Pessoas importantes na história são normalmente comemoradas em seus aniversários. Mas alguns têm aniversários desconhecidos, tornando essa tradição difícil de honrar. Por exemplo, Adam Smith, o economista mais famoso da história, ilustra essas dificuldades. Algumas fontes listam seu nascimento em 16 de junho de 1723, enquanto outras o colocam em 5 de junho daquele ano (devido ao uso de diferentes calendários). Outros ainda dizem que não sabemos quando ele nasceu, mas dão uma dessas datas como quando ele foi batizado, do qual temos um registro.

Apesar desse problema, temos certeza de que este ano é o tricentenário do nascimento de Adam Smith, tornando este um momento muito apropriado para lembrá-lo e celebrar seus valiosos insights. 

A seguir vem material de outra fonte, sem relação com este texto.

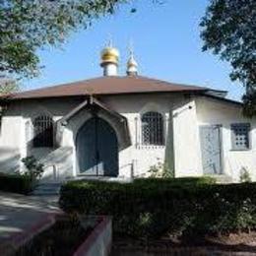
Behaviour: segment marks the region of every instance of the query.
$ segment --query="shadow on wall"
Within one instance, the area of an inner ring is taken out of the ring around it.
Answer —
[[[0,148],[0,172],[14,173],[20,170],[21,155],[16,148]]]

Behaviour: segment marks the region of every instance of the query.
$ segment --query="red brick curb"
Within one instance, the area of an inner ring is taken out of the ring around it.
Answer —
[[[31,227],[25,229],[22,232],[14,233],[10,237],[4,238],[3,242],[0,243],[0,252],[1,255],[8,256],[13,253],[16,249],[18,249],[21,245],[25,244],[31,238],[32,238],[37,233],[49,227],[54,224],[55,218],[61,214],[45,214],[40,218],[35,224]]]

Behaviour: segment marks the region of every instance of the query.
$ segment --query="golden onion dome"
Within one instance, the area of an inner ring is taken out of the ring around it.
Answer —
[[[131,68],[131,67],[138,67],[138,63],[137,61],[134,59],[133,55],[128,59],[127,61],[127,67]]]
[[[101,51],[101,62],[100,65],[103,66],[106,63],[118,64],[119,51],[114,47],[106,47]]]

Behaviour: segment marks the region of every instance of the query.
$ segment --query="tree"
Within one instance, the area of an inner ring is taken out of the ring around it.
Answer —
[[[19,85],[16,80],[0,77],[0,96],[9,95],[19,91]]]
[[[36,49],[60,45],[71,32],[113,13],[125,0],[0,0],[0,74],[38,74]]]
[[[211,0],[200,25],[203,50],[231,64],[230,79],[246,89],[244,112],[256,114],[256,1]]]

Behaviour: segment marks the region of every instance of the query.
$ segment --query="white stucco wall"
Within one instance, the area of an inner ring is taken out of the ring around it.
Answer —
[[[253,180],[256,180],[256,119],[242,115],[241,106],[209,97],[198,97],[197,116],[199,125],[221,124],[223,172],[239,181],[242,167],[248,169]],[[248,151],[232,151],[231,131],[232,123],[250,123],[250,149]]]
[[[175,176],[202,175],[200,160],[197,105],[194,99],[172,110]]]
[[[2,118],[0,135],[0,171],[14,171],[21,167],[21,158],[34,155],[45,164],[44,180],[62,180],[76,176],[79,167],[76,160],[75,138],[90,114],[80,112],[63,127],[60,148],[31,149],[28,147],[26,123],[41,113],[47,113],[54,121],[59,120],[84,99],[41,99],[24,100],[10,104]],[[251,171],[256,180],[256,122],[246,119],[237,105],[209,97],[188,98],[182,95],[134,95],[112,96],[99,98],[110,109],[125,116],[128,120],[132,146],[119,151],[119,177],[148,176],[148,170],[158,162],[163,162],[166,150],[164,146],[141,146],[140,117],[147,111],[158,111],[164,119],[164,134],[168,134],[168,124],[172,116],[174,134],[175,176],[203,175],[199,127],[205,124],[222,124],[224,173],[239,179],[242,166]],[[103,118],[107,118],[103,116]],[[111,119],[111,118],[110,118]],[[117,131],[114,120],[108,120]],[[246,152],[230,150],[230,124],[250,122],[251,149]],[[118,132],[118,131],[117,131]],[[166,138],[168,141],[168,138]],[[171,141],[168,141],[171,143]]]

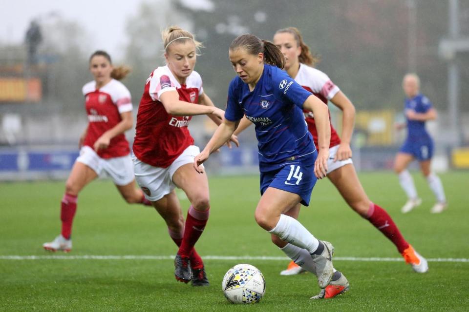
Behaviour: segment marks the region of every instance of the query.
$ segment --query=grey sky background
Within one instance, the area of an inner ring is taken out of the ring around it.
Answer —
[[[90,50],[102,49],[123,56],[128,17],[135,15],[141,0],[0,0],[0,41],[18,43],[33,19],[56,12],[77,21],[90,34]],[[112,18],[109,18],[109,15]]]
[[[147,0],[158,2],[171,0]],[[128,38],[128,18],[135,15],[145,0],[0,0],[0,42],[15,44],[24,40],[32,20],[51,18],[56,12],[64,19],[78,22],[92,40],[90,50],[103,49],[116,58],[124,57]],[[200,10],[211,10],[211,0],[183,0],[182,3]]]

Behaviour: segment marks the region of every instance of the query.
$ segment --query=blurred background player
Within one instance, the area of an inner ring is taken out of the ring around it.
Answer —
[[[110,176],[127,202],[150,205],[143,192],[135,188],[133,164],[124,134],[132,127],[132,106],[130,92],[118,80],[130,70],[113,67],[110,57],[103,51],[91,55],[89,70],[94,80],[83,88],[88,126],[80,136],[80,156],[65,183],[61,206],[62,233],[52,242],[43,245],[46,250],[71,250],[72,225],[78,194],[99,176]]]
[[[431,157],[433,155],[433,141],[425,129],[425,122],[436,119],[436,111],[426,97],[420,93],[420,79],[415,74],[404,76],[402,87],[405,94],[404,113],[407,122],[398,124],[401,129],[406,126],[407,138],[396,156],[394,171],[399,177],[399,183],[407,195],[408,200],[402,207],[405,214],[422,203],[417,194],[414,180],[407,167],[415,159],[419,161],[420,170],[436,197],[436,203],[430,210],[439,214],[446,209],[448,204],[441,180],[431,172]]]
[[[272,42],[242,35],[232,42],[229,56],[237,77],[229,87],[225,118],[196,156],[194,167],[203,174],[200,165],[232,136],[245,115],[256,125],[258,141],[261,197],[256,222],[275,235],[277,246],[290,246],[285,253],[303,263],[324,289],[334,275],[334,248],[292,215],[298,214],[300,202],[309,205],[317,178],[326,176],[330,138],[327,107],[281,70],[285,59]],[[302,109],[316,116],[319,153]]]
[[[200,150],[187,127],[192,116],[200,115],[219,124],[224,112],[204,92],[202,78],[194,71],[200,43],[177,26],[168,28],[162,37],[167,64],[150,75],[140,100],[133,146],[135,176],[179,247],[176,279],[208,285],[203,262],[193,247],[209,218],[208,180],[192,168]],[[237,145],[235,137],[232,139]],[[176,187],[191,204],[185,225]]]

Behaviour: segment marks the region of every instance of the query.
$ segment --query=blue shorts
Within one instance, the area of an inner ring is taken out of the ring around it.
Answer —
[[[418,141],[407,138],[399,152],[410,154],[420,161],[431,159],[433,156],[433,141],[429,138]]]
[[[287,163],[277,170],[260,173],[260,194],[268,187],[273,187],[298,194],[301,204],[309,205],[311,191],[318,179],[314,175],[314,162],[295,161]]]

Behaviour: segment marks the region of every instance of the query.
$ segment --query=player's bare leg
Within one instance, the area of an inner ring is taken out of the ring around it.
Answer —
[[[391,216],[368,198],[353,165],[349,164],[341,167],[329,173],[328,176],[349,206],[387,237],[397,248],[406,262],[412,265],[414,271],[419,273],[426,272],[426,270],[416,269],[421,263],[426,263],[425,259],[420,255],[413,256],[416,252],[404,238]],[[409,253],[412,253],[412,256],[408,256]]]
[[[71,251],[72,225],[77,210],[77,197],[83,188],[97,176],[94,170],[85,164],[78,161],[74,164],[65,182],[65,194],[61,203],[60,219],[62,222],[61,234],[52,241],[43,244],[44,249],[66,253]]]
[[[178,247],[181,246],[184,234],[184,217],[181,209],[181,204],[177,195],[174,190],[169,194],[167,194],[161,199],[152,202],[153,207],[160,214],[166,223],[170,236]],[[189,257],[188,265],[192,268],[193,276],[194,269],[193,266],[200,266],[201,264],[203,267],[203,263],[200,256],[193,249]],[[196,273],[198,272],[195,272]],[[208,281],[207,281],[207,283]],[[197,285],[197,282],[192,278],[192,285],[194,286],[205,286]]]
[[[207,175],[205,173],[202,174],[197,173],[193,170],[192,163],[186,164],[179,167],[173,175],[172,180],[176,186],[184,191],[192,204],[188,211],[184,236],[176,255],[176,260],[180,257],[181,261],[183,262],[188,257],[190,257],[192,251],[202,234],[208,220],[210,208],[209,182]],[[199,263],[191,264],[192,275],[193,275],[192,277],[192,285],[208,285],[209,282],[201,259]],[[175,271],[175,274],[176,273]]]
[[[126,185],[117,185],[119,190],[124,200],[129,204],[143,204],[146,206],[151,206],[151,203],[145,198],[143,191],[137,188],[135,179]]]

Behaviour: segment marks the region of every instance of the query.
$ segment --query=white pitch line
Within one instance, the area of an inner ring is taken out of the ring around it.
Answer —
[[[206,255],[204,260],[264,260],[285,261],[290,260],[286,257],[255,256],[219,256]],[[173,255],[0,255],[0,260],[172,260]],[[469,259],[465,258],[433,258],[427,259],[429,262],[469,262]],[[379,258],[361,257],[334,257],[334,261],[403,261],[402,258]]]

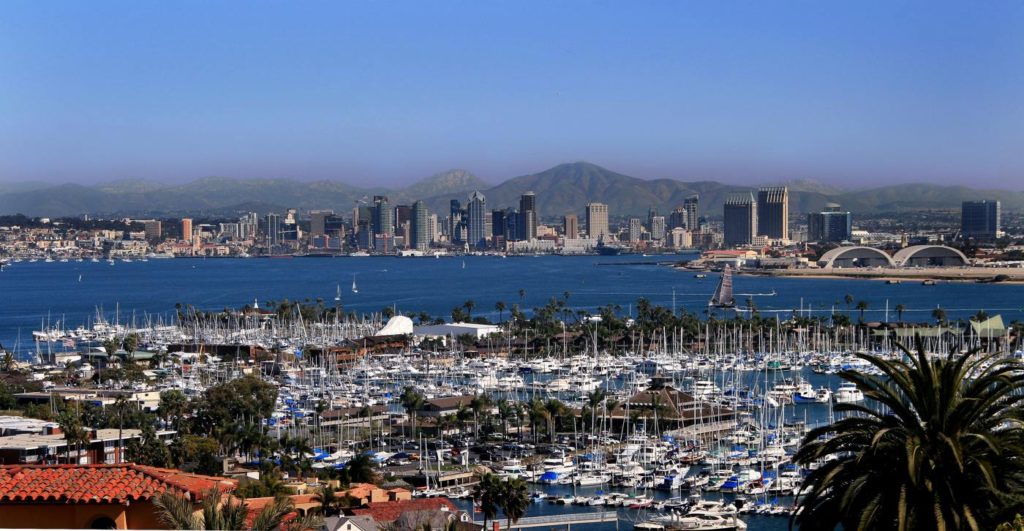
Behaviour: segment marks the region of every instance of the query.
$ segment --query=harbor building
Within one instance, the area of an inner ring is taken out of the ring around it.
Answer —
[[[965,201],[961,205],[961,232],[965,238],[999,237],[999,202]]]
[[[734,193],[725,201],[726,246],[749,246],[758,229],[758,203],[751,192]]]
[[[829,203],[821,212],[807,215],[808,241],[850,241],[853,238],[853,216],[839,205]]]
[[[790,237],[790,189],[769,186],[758,190],[758,235],[768,239]]]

Prevejo alguns artigos sobre as contribuições de Smith para a compreensão econômica em seu 300º aniversário, como sua articulação de como a “mão invisível” das interações de mercado pode coordenar uma sociedade baseada na liberdade – isto é, propriedade privada e troca voluntária – de forma mais eficaz do que o poder coercitivo do Estado. Citando Smith, “Ao perseguir seu próprio interesse, ele frequentemente promove o da sociedade de forma mais eficaz do que quando realmente pretende promovê-lo”. Então, pensei em me afastar um pouco dos caminhos já conhecidos e considerar sua magistral refutação preventiva a décadas de alegações de que os arranjos voluntários de mercado (ou capitalismo, um termo usado para falsamente sugerir que apenas os proprietários do ganho de capital do sistema) representam uma selva de cão que come cão de uma sociedade.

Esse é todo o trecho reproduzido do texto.